True anglers set their expectations ridiculously high. We rise early and go to the water expecting that our fishing skills and special lures will be more than the fishes can resist. The feeling of tense excitement sustains us through endless hours of waiting. If the fish are not biting, we try different lures or change fishing holes, but the pleasant energy of expectation is always there. It does not discourage us much when we catch few or none because we know the fish live in the streams, rivers, lakes and oceans we visit. We do not always see them, but we know they are there. We see other anglers catch them.

Expect a Miracle

My dad used to say, “You can’t catch fish if your hook’s not in the water.” Can we expect to experience miraculous healing if we are not praying for it, expecting it, hoping for it? Of course, some miracles happen without our supplication. But prayer is how we keep our hooks in the water. We invite others to pray for us as we pray for others. And if we grow tired or cynical, we can pass the rod to those who still hope before they cast each prayer.

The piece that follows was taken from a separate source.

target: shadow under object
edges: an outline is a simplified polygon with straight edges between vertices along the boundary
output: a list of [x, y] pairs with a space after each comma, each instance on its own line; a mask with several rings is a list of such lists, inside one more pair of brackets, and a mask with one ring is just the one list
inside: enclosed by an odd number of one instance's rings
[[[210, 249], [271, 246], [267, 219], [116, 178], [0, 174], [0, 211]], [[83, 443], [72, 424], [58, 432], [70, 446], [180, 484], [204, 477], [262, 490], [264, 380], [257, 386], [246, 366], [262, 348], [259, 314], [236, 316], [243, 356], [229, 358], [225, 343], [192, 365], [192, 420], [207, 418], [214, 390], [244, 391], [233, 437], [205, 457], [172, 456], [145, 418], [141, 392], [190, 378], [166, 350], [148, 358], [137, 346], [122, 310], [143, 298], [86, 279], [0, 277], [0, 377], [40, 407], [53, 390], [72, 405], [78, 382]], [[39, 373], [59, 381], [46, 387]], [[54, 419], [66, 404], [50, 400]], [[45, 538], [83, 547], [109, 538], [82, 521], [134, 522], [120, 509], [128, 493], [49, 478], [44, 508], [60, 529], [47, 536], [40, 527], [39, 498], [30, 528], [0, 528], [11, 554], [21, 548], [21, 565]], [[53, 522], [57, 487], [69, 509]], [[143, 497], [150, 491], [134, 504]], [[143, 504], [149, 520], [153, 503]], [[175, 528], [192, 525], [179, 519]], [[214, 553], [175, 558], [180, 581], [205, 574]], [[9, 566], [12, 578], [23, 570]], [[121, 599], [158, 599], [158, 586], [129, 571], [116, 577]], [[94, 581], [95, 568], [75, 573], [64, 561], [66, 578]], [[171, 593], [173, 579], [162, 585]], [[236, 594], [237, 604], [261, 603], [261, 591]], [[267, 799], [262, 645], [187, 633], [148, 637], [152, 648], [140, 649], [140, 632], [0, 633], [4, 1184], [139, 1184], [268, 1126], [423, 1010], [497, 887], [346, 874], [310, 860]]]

Will every Christian experience a miraculous physical healing? No. But every Christian can experience the pleasant excitement of choosing hope. We know the power of Jesus to heal is real; we feel it in our heart. Miraculous healings may be infrequent—according to our busy desires—but they happen.

Think of it this way: we never know what will happen with each prayer cast into heaven when hope precedes it. We know miracles are there, and that is exciting!

Best of all, we do not need to fall down concrete stairs to learn the pleasure of fishing for miracles for others and ourselves, unless we have a cynical heart that needs softening.